Constance only shrugs, and pushes the letter towards her queen. “I don’t know. A petitioner, I assume.” It seems to have become common knowledge in Paris: if you want to reach the queen, you beg Madame Bonacieux to carry the message for you. People come up to her in the palace halls and press missives into her hands: ask her Majesty to accept my daughter into her service. Ask Her Majesty to intervene on my behalf; my greedy brother-in-law is trying to claim my estates. Those missives, she tosses in a pile with all the others Anne receives at court; they can wait. It’s the others she makes sure to show Anne: the ones that come from her old friends and neighbours, young girls begging for an education, impoverished parents hoping to find their girl a proper dowry so she doesn’t need to marry the sixty-year-old widower who’s been asking for her. Those are the ones she takes straight to Anne, and her queen is always happy to answer them. It’s one of the reason Constance loves to serve her.

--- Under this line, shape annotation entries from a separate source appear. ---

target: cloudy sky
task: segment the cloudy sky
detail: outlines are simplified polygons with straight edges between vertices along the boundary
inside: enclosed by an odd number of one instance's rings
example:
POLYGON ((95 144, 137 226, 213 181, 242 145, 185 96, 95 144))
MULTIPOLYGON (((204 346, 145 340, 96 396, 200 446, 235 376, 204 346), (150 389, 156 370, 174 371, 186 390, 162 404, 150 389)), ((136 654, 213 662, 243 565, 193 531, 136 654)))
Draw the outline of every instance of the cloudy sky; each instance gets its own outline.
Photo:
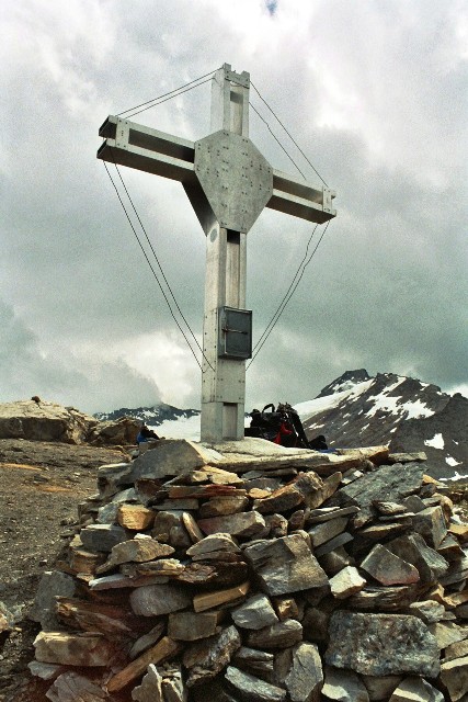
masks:
MULTIPOLYGON (((224 63, 250 72, 338 193, 338 217, 248 370, 247 408, 310 399, 357 367, 468 394, 467 15, 463 0, 2 2, 0 401, 199 407, 198 366, 95 151, 109 114, 224 63)), ((209 100, 207 82, 135 121, 195 140, 209 133, 209 100)), ((251 102, 319 184, 253 90, 251 102)), ((253 110, 250 137, 297 174, 253 110)), ((185 193, 121 172, 201 338, 205 236, 185 193)), ((254 341, 310 234, 270 210, 251 229, 254 341)))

Anne picks up the envelope and breaks the seal neatly in half with her thumb. She pulls the paper out and scans it, a slow smile unfurling across her face as she does so. “It’s Madame de Larroque.” She glances up at Constance. “No petition this time, it seems. She only wanted to update me on the progress of her students, as I took such an interest in them when I last visited her school.”

Constance smiles back. “And how are they progressing?”

“Very well.” Anne sets the letter down. “She thanks me for my gift of the harpsichord; apparently her music lessons are growing quite popular.” She sighs, letting her head tip back; Constance runs her fingers through Anne’s hair. “If I were a free woman, it would please me to take a position there myself. I would love to teach music.”

“You play so beautifully,” Constance says. It’s true, though she doesn’t often get the chance to hear Anne play; she’s busy with court duties, and when she isn’t, her doctors insist that she spend most of her time resting. Gestating the new crown prince of France is a full-time job.

Anne sighs again. “Constance? Will you-” She doesn’t need to finish the sentence; Constance knows what she wants.

“Of course, your Majesty.” Constance moves around to kneel in front of Anne, placing her hands gently on Anne’s knees. Even kneeling, she’s almost level with Anne’s head; it helps that the chair is so small. She takes one of Anne’s hands in her own, and presses a gentle kiss to her palm. She’s wearing only a chemise and am umbound dressing gown overtop, and Constance can smell her perfume. “You must be exhausted,” she murmurs, repeating the motion with Anne’s other hand. She reaches up and rubs her fingertips against Anne’s temples, slow circles designed to soften the tense muscles there. “You’ve earned your rest.”

Anne smiles slightly. Her eyes are closed. “I don’t think I ever have a chance to rest properly,” she says. “There’s always something else to be done. And this-” She lets a hand wander to her belly, and Constance understands what she means without needing to hear the words. As queen of France, she needs this child to survive. As a mother, she fears for her baby, but can’t say as much out loud. It wouldn’t do for the queen to express such worry in front of others. Only in front of Constance.

“Shh,” Constance says, lowering her hands to cup the swell of Anne’s stomach. “Everything will be well. Look, he’s kicking right now.” And it’s true; she can feel it, the gentle thump-thump of Anne’s son already pushing at the bounds of his surroundings. Constance has never had a child; the closest she’s come has been holding Agnes’ Henri for a few hours. But she feels she loves this infant already, for his mother’s sake. She feels that she will love anything, if it is for Anne. She will love this palace, she will love these rooms, and she will love the petitioners- anything. Anything at all.

“Come,” she says, standing and holding a hand out to Anne. “Come to bed.” There would be some- the Cardinal, the King, the courtiers- who would sneer if they saw her now, call her the queen’s lapdog and a man disguised in petticoats. Constance doesn’t care. Constance wouldn’t care even if they did know. Anne belongs to France and Constance belongs to her husband. It is only now, in the night, that they belong to each other, and that is enough.